Architecture overview¶
Supported operating systems¶
We support any OS with a C++11 compiler. The public version only supports x86-64 CPUs (Linux and Windows) but could work on Android, iOS, NVIDIA Jetson, RPI… We’ll release the mobile versions in the coming months after the initial release. The Github repository contains binaries for Windows and Linux (x86-64) as reference code to allow developers to test the implementation. These reference implementations come with Java, C#, Python and C++ APIs.
Supported CPUs¶
We officially support any ARM32 (AArch32), ARM64 (AArch64), X86 and X86_64 architecture. The SDK have been tested on all these CPUs.
MIPS32/64 may work but haven’t been tested and would be horribly slow as there is no SIMD acceleration written for these architectures.
Almost all computer vision functions are written using assembler and accelerated with SIMD code (NEON, SSE and AVX). Some computer vision functions have been open sourced and shared in CompV project available at https://github.com/DoubangoTelecom/CompV.
Supported GPUs¶
We support any OpenCL 1.2+ compatible GPU for the computer vision parts. For the deep learning modules:
We support any NVIDIA GPU, thanks to TensorRT.
We support any Intel GPU, thanks to OpenVINO.
The mobile (ARM) implementation works anywhere thanks to the multiple backends: OpenCL, OpenGL shaders, Metal and NNAPI.
Please note that for the mobile (ARM) implementation a GPU isn’t required at all. Most of the time the code will run faster on CPU than GPU thanks to fixed-point math implementation and quantized inference. GPU implementations will provide more accuracy as it rely on 32bit floating-point math.
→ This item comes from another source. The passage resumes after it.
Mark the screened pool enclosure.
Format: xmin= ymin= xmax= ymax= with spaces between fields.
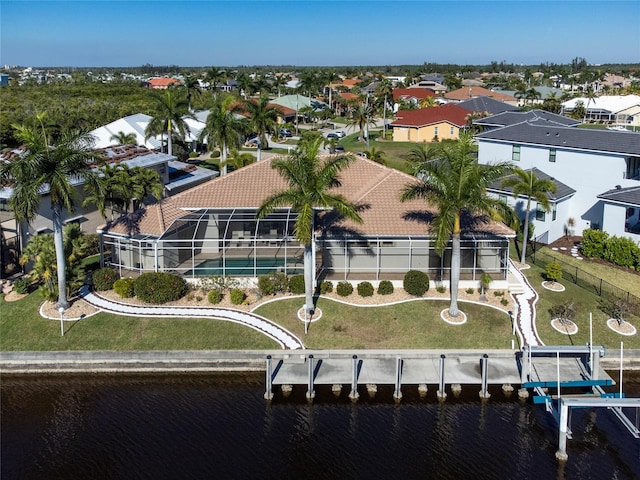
xmin=100 ymin=208 xmax=510 ymax=284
We’re working to provide 16bit floating-point models for the coming months.
Supported VPUs¶
Thanks to OpenVINO, we support Intel Movidius Vision Processing Unit (VPU).
Supported FPGAs¶
Thanks to OpenVINO, we support Intel FPGAs.
Supported programming languages¶
The code was developed using C++11 and assembler but the API (Application Programming Interface) has many bindings thanks to SWIG.
Bindings: ANSI-C, C++, C#, Java, ObjC, Swift, Perl, Ruby and Python.
Supported raw formats¶
We supports the following image/video formats: RGBA32, BGRA32, RGB24, BGR24, NV12, NV21, Y(Grayscale), YUV420P, YVU420P, YUV422P and YUV444P. NV12 and NV21 are semi-planar formats also known as YUV420SP.
Optimizations¶
Hand-written assembler
SIMD (SSE, AVX, NEON) using intrinsics or assembler
GPGPU (CUDA, TensorRT, TF-TRT, OpenVINO, OpenCL, OpenGL, NNAPI and Metal)
Smart multithreading (minimal context switch, no false-sharing, no boundaries crossing…)
Smart memory access (data alignment, cache pre-load, cache blocking, non-temporal load/store for minimal cache pollution, smart reference counting…)
Fixed-point math
Quantized inference
… and many more
Many functions have been open sourced and included in CompV project: https://github.com/DoubangoTelecom/CompV. More functions from deep learning parts will be open sourced in the coming months. You can contact us to get some closed-source code we’re planning to open.
Thread safety¶
All the functions in the SDK are thread safe which means you can invoke them in concurrent from multiple threads. But, you should not do it for many reasons:
The SDK is already massively multithreaded in an efficient way (see the threading model section).
You’ll end up saturating the CPU and making everything run slower. The threading model makes sure the SDK will never use more threads than the number of virtual CPU cores. Calling the engine from different threads will break this rule as we cannot control the threads created outside the SDK.
Unless you have access to the private API the engine uses a single context which means concurrent calls are locked when they try to write to a shared resource.